The Council has today adopted its position (negotiating mandate) on the regulation prohibiting products made with forced labour on the EU market. The negotiating mandate of the Council supports the overall objective of combatting forced labour, and it introduces several improvements to the proposed text.
The Council mandate clarifies the scope of the regulation by including products offered for distance sales, envisages the creation of a forced labour single portal, and reinforces the role of the Commission in investigating and proving the use of forced labour, while aligning the proposed measures with both international standards and EU legislation.

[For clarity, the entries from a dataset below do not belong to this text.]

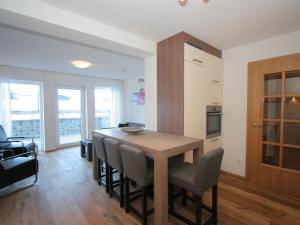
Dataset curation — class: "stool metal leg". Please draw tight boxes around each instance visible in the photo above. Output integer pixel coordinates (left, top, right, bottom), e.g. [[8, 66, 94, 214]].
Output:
[[119, 173, 124, 208], [97, 159, 102, 185], [212, 185, 218, 225], [181, 190, 187, 206], [125, 177, 130, 213], [169, 184, 174, 213], [142, 186, 148, 225], [108, 166, 113, 197], [195, 195, 202, 225], [105, 163, 109, 194]]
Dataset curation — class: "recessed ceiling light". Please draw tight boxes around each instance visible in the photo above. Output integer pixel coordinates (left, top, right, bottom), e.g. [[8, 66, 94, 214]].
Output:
[[71, 60, 91, 69]]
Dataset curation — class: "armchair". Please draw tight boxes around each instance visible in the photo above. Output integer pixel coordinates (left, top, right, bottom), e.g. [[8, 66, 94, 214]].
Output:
[[0, 125, 36, 158], [0, 150, 38, 189]]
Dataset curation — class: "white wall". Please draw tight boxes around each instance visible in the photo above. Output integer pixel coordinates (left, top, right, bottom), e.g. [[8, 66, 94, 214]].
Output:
[[124, 77, 145, 124], [145, 54, 157, 131], [0, 66, 124, 151], [222, 31, 300, 176]]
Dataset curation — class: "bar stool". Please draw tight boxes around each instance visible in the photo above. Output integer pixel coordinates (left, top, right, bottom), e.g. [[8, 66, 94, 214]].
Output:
[[93, 133, 109, 193], [120, 145, 154, 225], [169, 148, 224, 225], [104, 138, 124, 208]]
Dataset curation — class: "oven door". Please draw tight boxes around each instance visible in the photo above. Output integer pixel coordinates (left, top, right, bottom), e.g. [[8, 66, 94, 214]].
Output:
[[206, 112, 222, 138]]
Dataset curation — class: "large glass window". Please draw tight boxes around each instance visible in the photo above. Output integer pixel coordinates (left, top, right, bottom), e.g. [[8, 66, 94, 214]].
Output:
[[95, 87, 115, 129], [9, 81, 44, 149], [57, 88, 82, 145]]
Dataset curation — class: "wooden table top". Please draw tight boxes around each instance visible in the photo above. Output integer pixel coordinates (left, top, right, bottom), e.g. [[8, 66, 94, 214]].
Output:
[[94, 128, 203, 156]]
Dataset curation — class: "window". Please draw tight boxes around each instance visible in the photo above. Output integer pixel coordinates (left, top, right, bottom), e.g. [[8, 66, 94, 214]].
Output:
[[95, 87, 115, 129], [9, 81, 44, 149], [57, 88, 84, 145]]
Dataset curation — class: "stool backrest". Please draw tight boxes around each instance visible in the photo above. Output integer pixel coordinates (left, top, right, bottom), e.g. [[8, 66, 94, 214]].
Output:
[[0, 125, 8, 142], [195, 148, 224, 195], [93, 133, 107, 162], [120, 145, 147, 187], [104, 138, 123, 173]]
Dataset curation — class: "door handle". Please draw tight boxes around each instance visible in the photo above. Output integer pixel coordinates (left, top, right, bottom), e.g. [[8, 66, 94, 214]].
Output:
[[253, 123, 264, 128], [192, 59, 203, 63]]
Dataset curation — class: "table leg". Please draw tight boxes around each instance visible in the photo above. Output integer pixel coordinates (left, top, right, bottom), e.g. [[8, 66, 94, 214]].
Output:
[[154, 152, 168, 225], [193, 148, 203, 165]]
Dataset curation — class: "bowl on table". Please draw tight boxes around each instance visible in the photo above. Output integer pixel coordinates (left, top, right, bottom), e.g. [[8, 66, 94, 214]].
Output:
[[121, 127, 145, 134]]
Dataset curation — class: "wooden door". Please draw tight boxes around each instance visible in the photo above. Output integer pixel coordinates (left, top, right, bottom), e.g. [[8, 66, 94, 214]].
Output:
[[246, 54, 300, 196]]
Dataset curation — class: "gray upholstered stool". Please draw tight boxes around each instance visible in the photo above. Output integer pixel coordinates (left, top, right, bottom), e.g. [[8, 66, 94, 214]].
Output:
[[120, 145, 154, 225], [93, 133, 109, 193], [169, 148, 224, 225], [104, 138, 124, 207]]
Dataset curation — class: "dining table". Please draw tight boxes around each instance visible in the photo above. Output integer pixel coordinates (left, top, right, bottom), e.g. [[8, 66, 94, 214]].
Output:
[[93, 128, 203, 225]]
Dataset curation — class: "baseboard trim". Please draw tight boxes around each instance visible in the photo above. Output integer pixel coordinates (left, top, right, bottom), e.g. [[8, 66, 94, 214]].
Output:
[[220, 170, 247, 180]]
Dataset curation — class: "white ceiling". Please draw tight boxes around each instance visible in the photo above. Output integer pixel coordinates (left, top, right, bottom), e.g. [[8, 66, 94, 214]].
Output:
[[0, 26, 144, 79], [40, 0, 300, 49]]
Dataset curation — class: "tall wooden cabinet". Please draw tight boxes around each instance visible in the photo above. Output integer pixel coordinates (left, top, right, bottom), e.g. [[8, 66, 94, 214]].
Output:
[[157, 32, 222, 158]]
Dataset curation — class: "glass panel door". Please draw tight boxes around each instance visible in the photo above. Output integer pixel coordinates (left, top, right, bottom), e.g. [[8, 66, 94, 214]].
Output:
[[57, 88, 83, 145], [262, 71, 300, 171], [282, 70, 300, 171], [95, 87, 115, 129], [9, 81, 44, 150]]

The proposal prohibits products made with forced labour (as defined by the International Labour Organization) from being placed or made available on the Union market or exported from the Union to third countries. The competent authorities should assess forced labour risks based on a range of different sources of information, such as submissions from civil society, a database on forced labour risk areas or products, as well as information on whether the companies concerned carry out their due diligence obligations in relation to forced labour.
In the event of reasonable indications that a product has been made with forced labour, the authorities should start an investigation. This can include requests for information from companies or carrying out checks and inspections either in the EU or in third countries. If the competent authorities find out that forced labour was used, they will order the withdrawal of the product in question and ban both its placement on the market and its export. Companies will be required to dispose of the goods concerned, and the customs authorities will oversee the enforcement of the prohibition on exports or imports of banned products at the EU borders.
SMEs are not exempted from the regulation, but the size and economic resources of companies, as well as the scale of forced labour, should be taken into consideration before initiating formal investigations. The proposal also provides for specific support tools to help SMEs with the application of the regulation.
The proposal foresees the creation of a Union Network against Forced Labour Products, which will coordinate the measures taken by the competent authorities and the Commission.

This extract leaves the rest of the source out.